4. The method of claim 1, wherein at least one of the third
fractures extends towards the second wellbore from a new initiation
port from the first wellbore, and wherein the at least one third
fracture does not intersect with the first fracture or the second
fracture.
5. The method of claim 1, wherein at least some of the hydrocarbons
produced from the second wellbore comprise hydrocarbons produced
through at least one of the fourth fractures.
6. The method of claim 1, wherein the first wellbore comprises a
substantially horizontal wellbore in the formation.
7. The method of claim 1, wherein the first wellbore is positioned
in a portion of the subsurface formation with an average matrix
permeability of at most about 1 mD.
8. The method of claim 1, further comprising adding proppant to the
first fluid for at least some of the period of time when at least
the portion of the first fluid is provided at the pressure above
the fracture pressure of the subsurface formation.

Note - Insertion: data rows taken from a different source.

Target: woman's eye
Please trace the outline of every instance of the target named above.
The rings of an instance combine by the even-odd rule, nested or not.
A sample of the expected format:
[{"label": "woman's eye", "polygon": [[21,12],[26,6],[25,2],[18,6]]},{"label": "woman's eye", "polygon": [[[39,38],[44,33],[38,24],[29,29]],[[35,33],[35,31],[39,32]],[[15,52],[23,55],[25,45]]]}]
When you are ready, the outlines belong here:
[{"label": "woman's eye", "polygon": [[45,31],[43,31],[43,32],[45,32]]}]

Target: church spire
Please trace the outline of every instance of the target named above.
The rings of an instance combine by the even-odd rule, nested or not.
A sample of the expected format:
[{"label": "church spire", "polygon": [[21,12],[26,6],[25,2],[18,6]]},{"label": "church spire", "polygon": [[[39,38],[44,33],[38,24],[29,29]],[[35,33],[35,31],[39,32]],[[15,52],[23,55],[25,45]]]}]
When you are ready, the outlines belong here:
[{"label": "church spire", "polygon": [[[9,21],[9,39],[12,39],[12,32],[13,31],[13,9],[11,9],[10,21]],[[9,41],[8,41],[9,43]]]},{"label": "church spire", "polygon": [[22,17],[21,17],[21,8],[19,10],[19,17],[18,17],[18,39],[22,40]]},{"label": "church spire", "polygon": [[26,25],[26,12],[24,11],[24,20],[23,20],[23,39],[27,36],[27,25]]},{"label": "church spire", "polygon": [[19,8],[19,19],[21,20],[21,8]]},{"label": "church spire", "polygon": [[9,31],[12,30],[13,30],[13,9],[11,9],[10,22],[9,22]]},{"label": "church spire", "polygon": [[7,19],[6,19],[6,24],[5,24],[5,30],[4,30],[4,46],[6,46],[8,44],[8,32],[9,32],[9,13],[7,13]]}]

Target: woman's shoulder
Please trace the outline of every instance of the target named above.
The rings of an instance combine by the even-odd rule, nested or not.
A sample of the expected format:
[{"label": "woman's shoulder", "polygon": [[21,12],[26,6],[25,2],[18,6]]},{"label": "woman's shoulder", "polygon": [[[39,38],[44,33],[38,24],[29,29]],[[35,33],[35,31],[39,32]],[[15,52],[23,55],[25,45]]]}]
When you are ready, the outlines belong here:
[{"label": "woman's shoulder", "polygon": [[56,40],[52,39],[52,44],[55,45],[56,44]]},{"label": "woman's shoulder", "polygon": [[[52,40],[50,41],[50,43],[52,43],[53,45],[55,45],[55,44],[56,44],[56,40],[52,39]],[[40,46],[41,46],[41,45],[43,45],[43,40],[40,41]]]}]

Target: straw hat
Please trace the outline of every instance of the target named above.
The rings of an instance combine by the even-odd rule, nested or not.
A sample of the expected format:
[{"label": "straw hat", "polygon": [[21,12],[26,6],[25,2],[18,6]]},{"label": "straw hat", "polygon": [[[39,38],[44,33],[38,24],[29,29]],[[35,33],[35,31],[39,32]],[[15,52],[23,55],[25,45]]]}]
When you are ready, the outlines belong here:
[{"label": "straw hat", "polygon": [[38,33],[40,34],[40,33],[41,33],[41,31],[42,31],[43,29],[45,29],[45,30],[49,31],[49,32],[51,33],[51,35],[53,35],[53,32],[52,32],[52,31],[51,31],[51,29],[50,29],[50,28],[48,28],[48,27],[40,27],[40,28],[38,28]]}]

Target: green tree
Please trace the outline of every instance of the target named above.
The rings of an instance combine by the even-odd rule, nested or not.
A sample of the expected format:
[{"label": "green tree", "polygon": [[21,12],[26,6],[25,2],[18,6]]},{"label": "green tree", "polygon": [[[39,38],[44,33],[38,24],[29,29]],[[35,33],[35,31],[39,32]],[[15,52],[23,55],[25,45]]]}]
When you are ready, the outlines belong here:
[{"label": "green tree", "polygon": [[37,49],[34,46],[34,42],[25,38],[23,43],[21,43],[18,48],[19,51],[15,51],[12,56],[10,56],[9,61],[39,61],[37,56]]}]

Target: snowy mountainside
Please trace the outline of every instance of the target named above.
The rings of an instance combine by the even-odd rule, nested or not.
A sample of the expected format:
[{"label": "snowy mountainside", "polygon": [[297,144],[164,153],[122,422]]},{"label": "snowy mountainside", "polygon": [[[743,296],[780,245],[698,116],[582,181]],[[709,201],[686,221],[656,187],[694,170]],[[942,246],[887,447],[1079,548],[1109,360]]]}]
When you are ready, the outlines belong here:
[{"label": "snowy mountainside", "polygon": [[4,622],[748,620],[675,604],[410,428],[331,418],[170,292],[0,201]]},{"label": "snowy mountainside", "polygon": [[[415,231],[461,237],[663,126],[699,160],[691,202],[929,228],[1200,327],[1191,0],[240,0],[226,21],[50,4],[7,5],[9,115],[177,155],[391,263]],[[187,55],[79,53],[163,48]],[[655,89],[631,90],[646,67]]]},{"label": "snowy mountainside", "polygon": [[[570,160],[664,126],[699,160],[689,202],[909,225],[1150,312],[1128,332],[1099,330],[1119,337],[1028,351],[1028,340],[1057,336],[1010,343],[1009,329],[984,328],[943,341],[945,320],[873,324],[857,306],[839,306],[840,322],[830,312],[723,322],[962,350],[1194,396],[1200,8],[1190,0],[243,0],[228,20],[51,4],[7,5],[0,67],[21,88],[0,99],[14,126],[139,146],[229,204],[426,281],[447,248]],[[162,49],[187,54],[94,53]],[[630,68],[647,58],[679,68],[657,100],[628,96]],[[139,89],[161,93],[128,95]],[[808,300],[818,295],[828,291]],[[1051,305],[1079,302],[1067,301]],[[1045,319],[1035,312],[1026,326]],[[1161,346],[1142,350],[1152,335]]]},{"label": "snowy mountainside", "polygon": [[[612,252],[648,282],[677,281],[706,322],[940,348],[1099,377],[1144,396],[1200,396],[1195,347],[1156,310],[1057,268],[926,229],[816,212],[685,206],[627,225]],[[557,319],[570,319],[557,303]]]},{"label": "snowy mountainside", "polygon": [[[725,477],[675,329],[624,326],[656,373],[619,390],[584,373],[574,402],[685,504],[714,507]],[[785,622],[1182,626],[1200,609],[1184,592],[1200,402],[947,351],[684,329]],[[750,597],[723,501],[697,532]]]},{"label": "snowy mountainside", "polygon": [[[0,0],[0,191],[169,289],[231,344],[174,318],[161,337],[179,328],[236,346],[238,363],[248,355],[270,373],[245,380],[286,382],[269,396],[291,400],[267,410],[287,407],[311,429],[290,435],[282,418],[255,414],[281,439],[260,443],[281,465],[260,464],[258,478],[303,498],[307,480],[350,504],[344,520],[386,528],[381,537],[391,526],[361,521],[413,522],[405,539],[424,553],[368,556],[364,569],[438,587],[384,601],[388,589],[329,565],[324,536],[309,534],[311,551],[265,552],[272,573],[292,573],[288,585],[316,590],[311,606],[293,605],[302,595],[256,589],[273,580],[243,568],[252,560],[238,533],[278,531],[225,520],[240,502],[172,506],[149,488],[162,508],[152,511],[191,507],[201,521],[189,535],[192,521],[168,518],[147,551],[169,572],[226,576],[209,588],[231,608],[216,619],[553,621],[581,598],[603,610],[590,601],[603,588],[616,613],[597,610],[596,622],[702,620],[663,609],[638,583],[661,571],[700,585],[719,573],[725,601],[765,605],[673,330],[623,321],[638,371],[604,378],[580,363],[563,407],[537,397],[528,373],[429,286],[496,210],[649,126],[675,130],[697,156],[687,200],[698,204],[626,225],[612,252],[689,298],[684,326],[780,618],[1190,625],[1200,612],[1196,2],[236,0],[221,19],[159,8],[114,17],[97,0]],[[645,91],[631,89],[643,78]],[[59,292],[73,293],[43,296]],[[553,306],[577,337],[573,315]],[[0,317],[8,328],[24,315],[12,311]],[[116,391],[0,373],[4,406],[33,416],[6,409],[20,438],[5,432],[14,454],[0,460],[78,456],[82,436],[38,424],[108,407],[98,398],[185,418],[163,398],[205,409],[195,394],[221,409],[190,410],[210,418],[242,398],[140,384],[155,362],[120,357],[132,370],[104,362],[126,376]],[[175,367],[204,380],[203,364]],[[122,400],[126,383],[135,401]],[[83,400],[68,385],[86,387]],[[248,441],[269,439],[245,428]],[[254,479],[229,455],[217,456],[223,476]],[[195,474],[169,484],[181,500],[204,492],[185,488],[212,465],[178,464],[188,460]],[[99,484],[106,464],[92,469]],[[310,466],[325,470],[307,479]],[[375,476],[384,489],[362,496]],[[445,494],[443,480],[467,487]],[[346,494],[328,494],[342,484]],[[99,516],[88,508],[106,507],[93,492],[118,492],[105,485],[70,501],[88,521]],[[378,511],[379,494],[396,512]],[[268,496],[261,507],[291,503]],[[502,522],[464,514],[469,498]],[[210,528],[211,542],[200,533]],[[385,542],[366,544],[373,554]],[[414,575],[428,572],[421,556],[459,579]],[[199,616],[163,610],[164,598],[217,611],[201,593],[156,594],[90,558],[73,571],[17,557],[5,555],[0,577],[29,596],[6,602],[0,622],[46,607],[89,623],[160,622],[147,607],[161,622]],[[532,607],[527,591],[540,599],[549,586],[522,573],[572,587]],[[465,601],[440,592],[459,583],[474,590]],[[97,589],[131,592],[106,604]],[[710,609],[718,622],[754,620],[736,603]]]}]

9. The method of claim 1, wherein the first fluid comprises at
least about 95% by weight water.
10. The method of claim 1, wherein the first fluid comprises carbon
dioxide and/or natural gas.
11. The method of claim 1, further comprising intermittently adding
diverter material or plugging agent to the first fluid.
12. The method of claim 1, wherein the second fluid comprises at
least about 95% by weight water.
13. The method of claim 12, wherein the second fluid further
comprises anionic surfactant, cationic surfactant, zwitterionic
surfactant, non-ionic surfactant, or combinations thereof.
14. The method of claim 1, wherein the second fluid comprises
carbon dioxide and/or natural gas.
15. The method of claim 1, wherein at least the portion of the
first fluid provided at the pressure above the fracture pressure of
the formation comprises at least about 25% by weight of a total
injection volume of the first fluid.
16. A method of treating a subsurface formation, comprising:
providing a first fluid into a first wellbore, a first fracture and
a second fracture emanating from the first wellbore into the
formation, at least some hydrocarbons having been produced from the
formation through the first fracture and the second fracture and
through the first wellbore, wherein at least 25% by weight of the
first fluid is provided at a pressure above a fracture pressure of
the subsurface formation for a selected period of time to form a
third fracture in the formation; wherein at least a portion of the
first fluid increases a minimum horizontal stress in a first volume
of the formation substantially surrounding the first fracture,
wherein at least a portion of the first fluid increases a minimum
horizontal stress in a second volume of the formation substantially
surrounding the second fracture, and wherein at least a portion of
the first fluid increases a minimum horizontal stress in a third
volume of the formation substantially surrounding the third
fracture; wherein a fourth volume of the formation is located
outside of the first volume, the second volume, and the third
volume, and wherein the fourth volume has a minimum horizontal
stress below the minimum horizontal stress in the first volume, the
minimum horizontal stress in the second volume, and the minimum
horizontal stress in the third volume after the first fluid is
provided into the first wellbore; forming one or more fourth
fractures emanating from a second wellbore in the formation,
wherein the second wellbore is substantially parallel to the first
wellbore, and wherein at least one of the fourth fractures emanates
from the second wellbore and propagates into the fourth volume of
the formation; producing hydrocarbons from the first wellbore;
providing a second fluid into the first wellbore after producing at
least some hydrocarbons from the first wellbore; and producing
hydrocarbons from the second wellbore after forming the fourth
fractures.
17. The method of claim 16, further comprising adding proppant to
the first fluid when the pressure of at least the portion of the
first fluid is increased.
18. The method of claim 16, wherein the first wellbore comprises a
substantially horizontal wellbore in the formation.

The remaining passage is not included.